Later in her career, already a seasoned founder, Dana decided to deepen her business education through the Executive MBA at Saïd Business School, University of Oxford. Motivated by a desire for new tools, inspiration, and a global peer network, she applied while still running Osnovy, leading a nonprofit, and raising three young children, and then managed all of these responsibilities in parallel during the program. She describes the Oxford EMBA as transformative less for the technical content, which she values, and more for the confidence, ideas, and time to think that came from spending two years in an environment of high performing peers working through similar leadership challenges. That period gave her both the clarity and courage to design and execute the sale of her company and to commit fully to venture philanthropy and her own academy.

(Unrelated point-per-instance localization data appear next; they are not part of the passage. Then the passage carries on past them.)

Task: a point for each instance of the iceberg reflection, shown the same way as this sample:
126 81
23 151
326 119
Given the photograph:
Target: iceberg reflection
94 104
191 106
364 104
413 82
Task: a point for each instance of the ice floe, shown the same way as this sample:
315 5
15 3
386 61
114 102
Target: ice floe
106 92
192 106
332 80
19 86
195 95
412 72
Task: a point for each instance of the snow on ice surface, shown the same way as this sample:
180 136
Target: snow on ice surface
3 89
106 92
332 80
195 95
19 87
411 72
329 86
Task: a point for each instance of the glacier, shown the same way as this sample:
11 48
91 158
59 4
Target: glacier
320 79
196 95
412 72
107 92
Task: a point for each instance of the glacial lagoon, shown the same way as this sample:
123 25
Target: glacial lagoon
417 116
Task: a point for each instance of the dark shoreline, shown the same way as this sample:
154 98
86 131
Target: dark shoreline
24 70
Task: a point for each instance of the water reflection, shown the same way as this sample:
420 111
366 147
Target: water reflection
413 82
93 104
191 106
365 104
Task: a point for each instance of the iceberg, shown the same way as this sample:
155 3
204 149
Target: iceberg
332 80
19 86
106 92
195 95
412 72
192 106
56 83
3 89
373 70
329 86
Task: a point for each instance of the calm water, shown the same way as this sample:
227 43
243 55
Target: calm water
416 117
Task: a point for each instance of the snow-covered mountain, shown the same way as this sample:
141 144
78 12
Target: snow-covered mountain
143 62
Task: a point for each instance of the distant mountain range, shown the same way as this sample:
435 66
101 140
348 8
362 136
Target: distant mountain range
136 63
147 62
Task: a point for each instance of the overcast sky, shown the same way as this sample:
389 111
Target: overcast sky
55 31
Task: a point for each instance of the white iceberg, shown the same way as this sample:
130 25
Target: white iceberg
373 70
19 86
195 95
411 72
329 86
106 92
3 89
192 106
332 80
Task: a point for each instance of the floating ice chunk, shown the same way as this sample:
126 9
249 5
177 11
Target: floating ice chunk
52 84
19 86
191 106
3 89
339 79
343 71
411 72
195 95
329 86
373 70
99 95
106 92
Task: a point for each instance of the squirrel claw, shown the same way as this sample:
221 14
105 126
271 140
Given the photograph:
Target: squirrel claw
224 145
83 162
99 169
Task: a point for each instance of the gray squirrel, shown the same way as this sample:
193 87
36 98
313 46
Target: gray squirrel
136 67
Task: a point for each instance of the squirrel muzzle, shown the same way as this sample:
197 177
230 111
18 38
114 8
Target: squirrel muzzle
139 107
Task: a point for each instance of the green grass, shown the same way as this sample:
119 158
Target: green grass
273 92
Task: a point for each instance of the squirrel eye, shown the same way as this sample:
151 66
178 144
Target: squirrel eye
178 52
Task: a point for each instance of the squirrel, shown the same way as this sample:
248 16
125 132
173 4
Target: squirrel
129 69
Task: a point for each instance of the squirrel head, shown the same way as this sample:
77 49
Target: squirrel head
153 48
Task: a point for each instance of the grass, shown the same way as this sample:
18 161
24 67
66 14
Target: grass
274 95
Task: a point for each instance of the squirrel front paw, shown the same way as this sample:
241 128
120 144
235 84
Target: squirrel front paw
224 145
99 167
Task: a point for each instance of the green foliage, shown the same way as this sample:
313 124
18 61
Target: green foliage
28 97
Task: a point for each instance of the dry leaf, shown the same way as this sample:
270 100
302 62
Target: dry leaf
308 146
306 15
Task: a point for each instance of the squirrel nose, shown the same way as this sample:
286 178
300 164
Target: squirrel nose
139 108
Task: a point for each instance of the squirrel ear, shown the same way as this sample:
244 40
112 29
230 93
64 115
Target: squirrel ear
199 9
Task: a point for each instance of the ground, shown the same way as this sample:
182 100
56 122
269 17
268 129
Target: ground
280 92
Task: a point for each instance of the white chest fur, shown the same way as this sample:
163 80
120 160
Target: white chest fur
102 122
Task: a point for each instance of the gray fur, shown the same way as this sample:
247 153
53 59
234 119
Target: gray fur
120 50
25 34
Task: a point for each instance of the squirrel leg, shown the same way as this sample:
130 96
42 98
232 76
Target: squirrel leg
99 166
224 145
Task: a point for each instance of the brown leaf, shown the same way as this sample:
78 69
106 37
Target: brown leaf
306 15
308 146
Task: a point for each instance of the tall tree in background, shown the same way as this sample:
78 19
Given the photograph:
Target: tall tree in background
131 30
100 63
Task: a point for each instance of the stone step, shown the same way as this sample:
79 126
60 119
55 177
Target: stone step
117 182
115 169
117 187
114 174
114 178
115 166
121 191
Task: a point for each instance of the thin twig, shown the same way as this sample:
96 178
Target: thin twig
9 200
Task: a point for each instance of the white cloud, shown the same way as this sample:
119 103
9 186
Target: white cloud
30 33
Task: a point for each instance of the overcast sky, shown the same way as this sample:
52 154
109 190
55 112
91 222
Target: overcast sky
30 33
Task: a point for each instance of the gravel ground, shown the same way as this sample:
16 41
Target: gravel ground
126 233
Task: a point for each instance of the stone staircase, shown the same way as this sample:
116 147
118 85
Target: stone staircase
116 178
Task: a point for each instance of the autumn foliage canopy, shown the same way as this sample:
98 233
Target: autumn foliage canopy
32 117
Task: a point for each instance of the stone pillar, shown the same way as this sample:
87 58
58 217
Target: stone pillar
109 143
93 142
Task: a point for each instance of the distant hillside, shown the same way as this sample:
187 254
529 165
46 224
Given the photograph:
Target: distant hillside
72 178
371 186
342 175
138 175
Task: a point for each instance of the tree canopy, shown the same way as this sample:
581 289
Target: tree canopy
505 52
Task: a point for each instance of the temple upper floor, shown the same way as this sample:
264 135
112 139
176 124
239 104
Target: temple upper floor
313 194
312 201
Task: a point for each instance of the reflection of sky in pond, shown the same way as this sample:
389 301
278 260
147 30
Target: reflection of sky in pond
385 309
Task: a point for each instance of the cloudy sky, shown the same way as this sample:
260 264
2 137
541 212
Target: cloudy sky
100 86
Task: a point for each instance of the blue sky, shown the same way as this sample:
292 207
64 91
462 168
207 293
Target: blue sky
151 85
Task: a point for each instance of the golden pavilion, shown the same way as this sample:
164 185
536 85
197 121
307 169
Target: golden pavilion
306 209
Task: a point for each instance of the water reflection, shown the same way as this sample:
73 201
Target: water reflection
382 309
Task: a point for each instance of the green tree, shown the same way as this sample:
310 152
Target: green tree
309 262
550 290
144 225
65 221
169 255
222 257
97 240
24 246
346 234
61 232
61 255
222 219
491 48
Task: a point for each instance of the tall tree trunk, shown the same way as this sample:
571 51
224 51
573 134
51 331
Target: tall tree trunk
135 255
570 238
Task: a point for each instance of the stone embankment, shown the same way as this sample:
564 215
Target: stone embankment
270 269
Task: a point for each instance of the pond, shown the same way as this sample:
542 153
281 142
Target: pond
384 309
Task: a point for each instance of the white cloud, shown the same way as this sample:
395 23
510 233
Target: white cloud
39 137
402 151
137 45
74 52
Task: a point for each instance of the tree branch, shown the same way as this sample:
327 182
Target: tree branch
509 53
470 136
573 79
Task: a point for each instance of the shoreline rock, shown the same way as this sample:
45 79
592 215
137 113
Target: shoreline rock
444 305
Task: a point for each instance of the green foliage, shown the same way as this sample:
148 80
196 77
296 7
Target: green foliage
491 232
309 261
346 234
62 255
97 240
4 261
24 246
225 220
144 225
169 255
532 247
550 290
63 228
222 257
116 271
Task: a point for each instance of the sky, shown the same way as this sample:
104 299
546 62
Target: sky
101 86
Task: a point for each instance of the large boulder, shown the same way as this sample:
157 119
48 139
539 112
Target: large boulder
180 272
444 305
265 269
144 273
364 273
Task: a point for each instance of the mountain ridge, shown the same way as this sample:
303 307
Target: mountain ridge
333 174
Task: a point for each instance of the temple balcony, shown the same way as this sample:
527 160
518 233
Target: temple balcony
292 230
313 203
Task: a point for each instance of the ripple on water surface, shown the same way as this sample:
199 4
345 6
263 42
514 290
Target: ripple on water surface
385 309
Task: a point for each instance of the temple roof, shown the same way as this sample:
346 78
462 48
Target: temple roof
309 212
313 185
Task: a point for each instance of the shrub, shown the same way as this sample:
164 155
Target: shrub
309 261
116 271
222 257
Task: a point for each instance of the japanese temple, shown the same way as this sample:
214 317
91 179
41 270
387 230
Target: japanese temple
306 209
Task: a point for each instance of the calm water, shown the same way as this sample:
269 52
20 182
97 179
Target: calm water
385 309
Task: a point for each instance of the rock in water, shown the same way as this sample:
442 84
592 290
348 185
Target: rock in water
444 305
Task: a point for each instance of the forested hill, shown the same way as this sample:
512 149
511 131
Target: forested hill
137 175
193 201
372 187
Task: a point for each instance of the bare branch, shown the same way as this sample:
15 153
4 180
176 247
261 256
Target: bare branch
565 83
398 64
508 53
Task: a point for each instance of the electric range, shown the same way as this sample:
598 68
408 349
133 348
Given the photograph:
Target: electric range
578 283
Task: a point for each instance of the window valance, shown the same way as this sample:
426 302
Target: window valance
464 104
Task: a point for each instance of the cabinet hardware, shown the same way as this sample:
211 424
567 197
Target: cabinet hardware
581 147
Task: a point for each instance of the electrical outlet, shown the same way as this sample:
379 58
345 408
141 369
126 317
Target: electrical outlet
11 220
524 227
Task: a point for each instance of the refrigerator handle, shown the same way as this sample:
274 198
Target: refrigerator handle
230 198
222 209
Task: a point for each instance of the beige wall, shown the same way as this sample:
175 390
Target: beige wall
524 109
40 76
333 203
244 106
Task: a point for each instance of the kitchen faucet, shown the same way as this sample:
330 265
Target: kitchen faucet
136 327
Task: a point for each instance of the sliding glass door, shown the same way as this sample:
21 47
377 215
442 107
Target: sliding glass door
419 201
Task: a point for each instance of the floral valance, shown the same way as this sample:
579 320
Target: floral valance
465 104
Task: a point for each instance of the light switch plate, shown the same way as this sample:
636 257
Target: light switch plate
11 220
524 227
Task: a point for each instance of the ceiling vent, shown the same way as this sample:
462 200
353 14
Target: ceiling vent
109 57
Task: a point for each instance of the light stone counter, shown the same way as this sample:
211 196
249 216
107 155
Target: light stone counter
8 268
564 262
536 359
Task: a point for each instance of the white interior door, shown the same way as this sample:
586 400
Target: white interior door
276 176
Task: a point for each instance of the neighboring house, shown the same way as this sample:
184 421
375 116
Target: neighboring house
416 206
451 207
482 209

Key Perspectives that Dana Shares on the Podcast
On the podcast, Dana stresses that founders should not equate their identity with their business and that a healthy company is one that can eventually function, and even be sold, without the founder at its center. She explains how deliberately building processes, policies, and clean financial structures at Osnovy Publishing allowed her to exit without abandoning her team or her family’s legacy, and why entrepreneurs should think about optionality, including potential exits, from the very beginning rather than only when they feel trapped. For Dana, endings are not failures but strategic transitions that open space for more aligned work and a more sustainable life.
She also argues that Ukraine’s future depends on impact driven businesses as much as on aid, and describes how venture philanthropy at Tokarev Foundation supports organizations in health and education that are rebuilding systems even while the war continues. Dana illustrates how carefully designed pilots, like STEM labs with Save Ed, become both learning hubs and community anchors, and why rigorous impact measurement is essential to scaling what works. In parallel, she encourages leaders everywhere to embrace the creator economy and invest in their own growth, using vehicles such as Dana Pavlychko Academy to develop self awareness, resilience, and an abundance mindset that can withstand crises and major pivots.
A Quote from this Conversation with Dana:
“Somebody has to be the grownup and take responsibility for what has to be done.”